The Business Poet – Chapter 5

On Stakeholders

Merlin hoped he hadn’t ruffled too many feathers by challenging customer supremacy. But long years of business experience had taught him that they are only one stakeholder group – albeit a critical one. So he was delighted by the follow up question, from their social responsibility officer, who spent a great deal of time listening to the needs to communities in which the company operated.

“Speak to us of Stakeholders. Will we ever seriously challenge the corporate obsession with shareholders?”

This was a matter close to Merlin’s heart. He often wondered if, for all the good capitalism had done in the world, the power of shareholders could be its ultimate Achilles heel.
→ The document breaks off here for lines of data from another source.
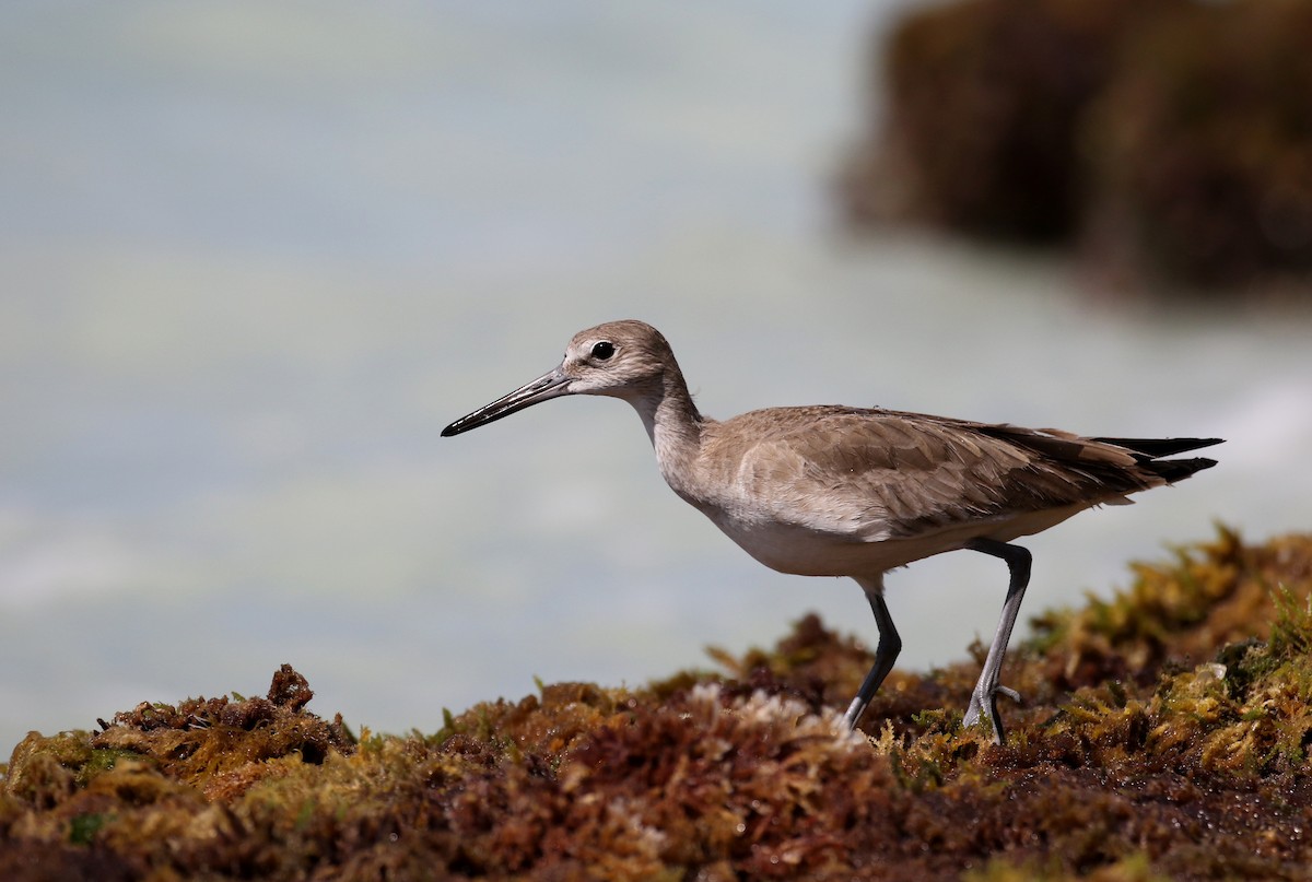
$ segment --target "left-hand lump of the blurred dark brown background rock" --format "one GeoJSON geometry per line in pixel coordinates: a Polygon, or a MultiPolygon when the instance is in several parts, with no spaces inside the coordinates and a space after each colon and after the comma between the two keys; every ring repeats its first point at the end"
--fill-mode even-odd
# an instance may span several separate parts
{"type": "Polygon", "coordinates": [[[871,131],[842,200],[863,223],[913,218],[1060,242],[1084,205],[1081,114],[1127,30],[1187,0],[964,0],[908,14],[878,46],[871,131]]]}

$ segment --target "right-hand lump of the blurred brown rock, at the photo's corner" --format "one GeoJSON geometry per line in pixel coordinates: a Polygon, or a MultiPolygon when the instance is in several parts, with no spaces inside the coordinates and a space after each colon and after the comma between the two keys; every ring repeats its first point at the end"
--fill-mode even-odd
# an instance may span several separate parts
{"type": "Polygon", "coordinates": [[[1312,4],[1185,4],[1128,33],[1082,121],[1098,260],[1312,291],[1312,4]]]}

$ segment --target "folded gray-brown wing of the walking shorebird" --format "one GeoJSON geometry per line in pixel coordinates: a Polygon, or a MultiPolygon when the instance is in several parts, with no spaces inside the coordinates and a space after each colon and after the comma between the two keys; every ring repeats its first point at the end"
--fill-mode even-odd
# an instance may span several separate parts
{"type": "Polygon", "coordinates": [[[1127,452],[1064,432],[851,408],[760,413],[771,425],[739,436],[758,438],[740,458],[741,490],[777,520],[851,538],[918,536],[1160,483],[1135,474],[1127,452]]]}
He consulted his notes, and read by the flickering candle light:

“Business is the living manifestation of a complex web of relationships.

“Just as the body depends on the coordinated functioning of all its parts, so companies rely on the constructive interaction of multiple stakeholders for their continued existence and success.

“The dreaming logic of the head must listen to the yearning intuitions of the heart.

“The craving appetite of the stomach must heed the cleansing capacity of the liver.

“The eager strides of the feet must match the energising breath of the lungs.

“Companies that pander exclusively to the demands of insatiable shareholders risk acquiring a compulsive eating disorder, while those that neglect returns to capital providers may soon be staring anorexia in the face.

“Managers that place their own comforts and rewards ahead of the welfare of their workers are selfish cancer cells that threaten to destroy the entire body, while employees that make blind demands without regard for the health of the company may unwittingly be spreading a debilitating virus.

“Businesses that pollute the environment or fail to look after the community are poisoning the body and eroding its immune system, while civic and green organisations that attack rather than engage constructively must face the full force of the body’s self defence mechanisms.

“The needs of the private sector are many and varied, like the diverse requirements of the body, for water, food, rest and stimulation.

“An enterprise without a market of willing customers is a baby still-born, and a business without a stable, transparent government is a tantrum child.

“A company without reliable suppliers is a fickle teenager and a commercial venture without a record of good media relations is a staid adult.

An organisation without an incubator of creative innovators is a dying elder.

“A healthy body maintains a state of dynamic equilibrium, yet there is no single measure to diagnose this ideal balance.

“Temperature, pulse and blood pressure, all combine to paint a picture of health or illness.

“Likewise, the vitality and sustainability of a business cannot be determined by the satisfaction of one stakeholder group only, or even all stakeholders at one point in time.

“The stakeholder-sensitive company invests in multiple instruments and tracks diverse measures for continuous bio-monitoring and bio-feedback that signals the state of health of the corporate body.

“In reality, a body does not consist of separate parts at all, but functions as an integrated whole.

“Machines can be dismantled, but if a body is dissected, it means it is dead.

“Those businesses are most alive that are inseparable, even indistinguishable, from their stakeholders, for this is the way of the living organisms.”